Tuesday, May 10, 2011

On the Horizon: a Super Insect Repellant?

This story, about a possible new class of insect repellants a thousand times more effective than DEET, is interesting both for the possible result and what it shows about how science is now done:

The discovery of this new class of repellant is based on insights that scientists have gained about the basic nature of the insect's sense of smell in the last few years. Although the mosquito's olfactory system is housed in its antennae, 10 years ago biologists thought that it worked in the same way at the molecular level as it does in mammals. A family of special proteins called odorant receptors, or ORs, sits on the surface of nerve cells in the nose of mammals and in the antennae of mosquitoes. When these receptors come into contact with smelly molecules, they trigger the nerves signaling the detection of specific odors.

In the last few years, however, scientists have been surprised to learn that the olfactory system of mosquitoes and other insects is fundamentally different. In the insect system, conventional ORs do not act autonomously. Instead, they form a complex with a unique co-receptor (called Orco) that is also required to detect odorant molecules. ORs are spread all over the antennae and each responds to a different odor. To function, however, each OR must be connected to an Orco.
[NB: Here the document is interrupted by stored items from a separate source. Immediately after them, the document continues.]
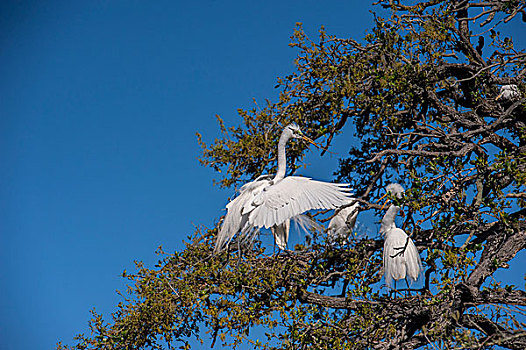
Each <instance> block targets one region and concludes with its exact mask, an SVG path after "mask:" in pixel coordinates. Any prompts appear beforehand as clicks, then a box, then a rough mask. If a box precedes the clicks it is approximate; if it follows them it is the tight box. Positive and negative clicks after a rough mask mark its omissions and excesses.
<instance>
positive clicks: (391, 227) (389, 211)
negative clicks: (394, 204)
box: [380, 204, 400, 234]
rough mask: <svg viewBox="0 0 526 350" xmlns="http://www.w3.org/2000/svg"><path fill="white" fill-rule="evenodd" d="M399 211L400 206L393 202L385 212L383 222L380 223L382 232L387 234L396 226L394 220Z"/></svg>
mask: <svg viewBox="0 0 526 350" xmlns="http://www.w3.org/2000/svg"><path fill="white" fill-rule="evenodd" d="M399 211H400V207H398V206H396V205H393V204H391V206H390V207H389V209H387V212H386V213H385V215H384V217H383V218H382V223H381V225H380V233H382V234H385V233H386V232H388V231H389V230H391V229H393V228H395V227H396V225H395V222H394V220H395V217H396V215H397V214H398V212H399Z"/></svg>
"Think of an OR as a microphone that can detect a single frequency," Zwiebel said. "On her antenna the mosquito has dozens of types of these microphones, each tuned to a specific frequency. Orco acts as the switch in each microphone that tells the brain when there is a signal. When a mosquito smells an odor, the microphone tuned to that smell will turn "on" its Orco switch. The other microphones remain off. However, by stimulating Orco directly we can turn them all on at once. This would effectively overload the mosquito's sense of smell and shut down her ability to find blood."

Because the researchers couldn't predict what chemicals might modulate OR-Orco complexes, they decided to "throw the kitchen sink" at the problem. Through their affiliation with Vanderbilt's Institute of Chemical Biology, they gained access to Vanderbilt's high throughput screening facility, a technology intended for the drug discovery process.

Jones used genetic engineering techniques to insert mosquito odorant receptors into the human embryonic kidney cells used in the screening process. Rinker tested these cells against a commercial library of 118,000 small molecules normally used in drug development. They expected to find, and did find, a number of compounds that triggered a response in the conventional mosquito ORs they were screening, but they were surprised to find one compound that consistently triggered OR-Orco complexes, leading them to conclude that they had discovered the first molecule that directly stimulates the Orco co-receptor. They have named the compound VUAA1.

If this molecule doesn't turn out to cause cancer or devastate fruit trees or something, those of us who have to work in swamps could be looking at a much nicer future.